While this involves more upfront effort by your agent, if it's successful, your agent earns a quick commission and your home sells at a higher price. It's a classic win-win.

There is another huge advantage to initially marketing your home outside of MLS. It's something many don't think about. You can test your asking price without future buyers knowing. This allows you to try an aggressive price upfront, with minimal downside. If your price is too high, the eventual buyer won't see an MLS record of price reductions.

Avoiding MLS not only eliminates the accumulation of price depressing days on the market, it also makes buyers feel more special (and likely to pay more). As a buyer, wouldn't you love an early opportunity to be among the special few to privately view a home not yet "officially on the market?" This gives buyer agents a much stronger "pitch" to motivate their buyers to look at and offer more for your home.

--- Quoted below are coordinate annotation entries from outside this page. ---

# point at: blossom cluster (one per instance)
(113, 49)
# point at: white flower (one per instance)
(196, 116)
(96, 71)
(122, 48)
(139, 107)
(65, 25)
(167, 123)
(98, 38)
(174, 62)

Don't confuse my recommendation with a "pocket listing." "Pocket listing" is a real estate term describing when an agent lists a property and then wrongly keeps it a secret from other agents so they can sell to one of their own buyers and pocket a double commission. Pocket listings are a reprehensible practice. Doing what I suggest is just the opposite. Your agent will be aggressively marketing your home to other agents from day one.

As I've noted, pre-MLS marketing involves more upfront work than simply throwing a home into the MLS. It involves your agent compressing multiple months of effort into the first 30 days. But the benefits of pre-MLS marketing are huge. The downside is nil. Sellers dramatically increase the probability of achieving a higher price and a faster sale. Agents gain the chance to earn their commission in weeks instead of months.

In conclusion, pre-MLS marketing homes is a specialized, no downside strategy that puts time on your side. And it's a great way for both home sellers and agents to boost their bottom line.